Kognitywistyka

Katolicki Uniwersytet Lubelski Jana Pawła II

Standing on the shoulders of infant giants

Standing on the shoulders of infant giants

25 stycznia 2017 roku Laboratorium Neurokognitywne w Interdyscyplinarnym Centrum Nowoczesnych Technologii organizuje międzynarodowe seminarium. W styczniowym seminarium gościem będzie dr Alex Cristia z paryskiego Laboratoire de Sciences Cognitives et Psycholinguistique, Centre National de la Recherche Scientifique, ENS-DEC, EHESS i  BabyLabu w Paryżu.

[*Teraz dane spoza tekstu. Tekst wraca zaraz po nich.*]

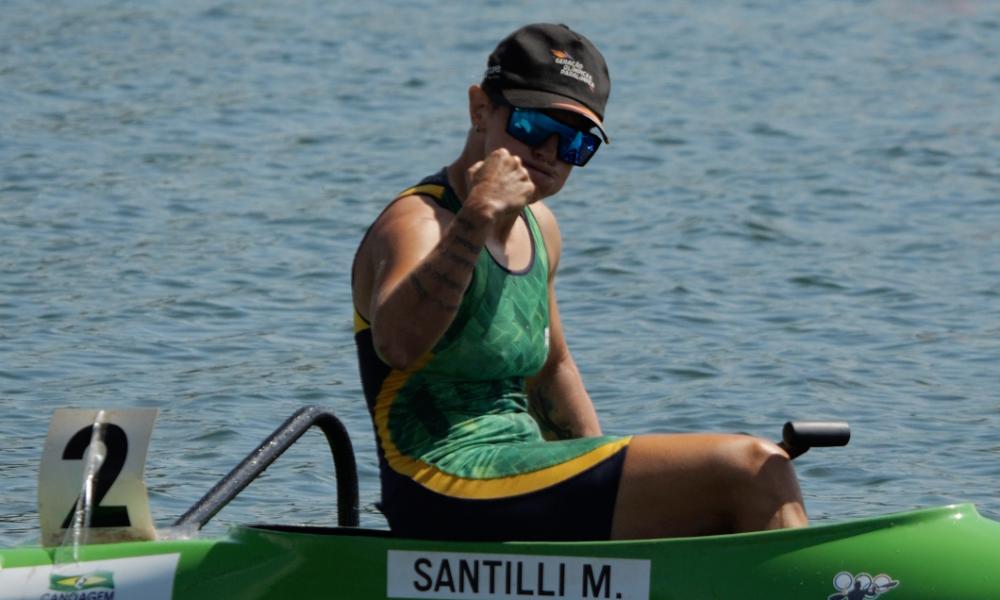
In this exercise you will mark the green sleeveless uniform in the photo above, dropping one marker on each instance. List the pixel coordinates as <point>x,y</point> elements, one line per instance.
<point>457,421</point>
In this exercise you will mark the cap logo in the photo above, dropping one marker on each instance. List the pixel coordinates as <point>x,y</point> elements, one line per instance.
<point>572,68</point>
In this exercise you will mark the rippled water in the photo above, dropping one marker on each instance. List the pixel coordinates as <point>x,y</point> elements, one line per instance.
<point>798,217</point>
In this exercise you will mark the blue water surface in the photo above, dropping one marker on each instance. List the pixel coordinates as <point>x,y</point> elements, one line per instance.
<point>798,217</point>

Standing on the shoulders of infant giants

Seminarium rozpocznie się 25 stycznia o godzinie 11.00 w sali I, parter Collegium Minus UMK (“Harmonijka”), ul. Fosa Staromiejska 1a. Alex Cristia wygłosi wykład Standing on the shoulders of infant giants: How to utilize others’ research to inform your theory and practice.

Alex Cristia

Standing on the shoulders of infant giants: How to utilize others’ research to inform your theory and practice

One of the first tasks thought to be facing infant language learners involves learning the sound system of their native language, its phonology. A mainstream explanation for this process holds that infants keep track of the syntagmatic (and/or paradigmatic) distributions of sounds in their input. In this talk, I will start by reviewing evidence from an individual variation study [1] and a laboratory learning experiment [2] whose results are in line with this proposal. A single study, however, well-constructed it may be, is only one measurement of an measurement of the underlying phenomenon. In this context, “big data” approaches can provide us with a more accurate estimation of the reliability and strength of certain experimental approaches. I discuss the complementary strengths of two avenues for big data available to those doing infant research: meta-analyses [3,5,7,8] and (large) cross-lab collaborations [4,6,9]. Meta-analytic methods help us make the most of previously published research, informing us on which procedures are most likely to be informative, and whether a given phenomenon is robustly measurable. Cross-lab collaborations, for their part, can help us gain a firmer grasp on the empirical measurement of infants’ developing language skills, while reducing the risks of working with an intrinsically variable population.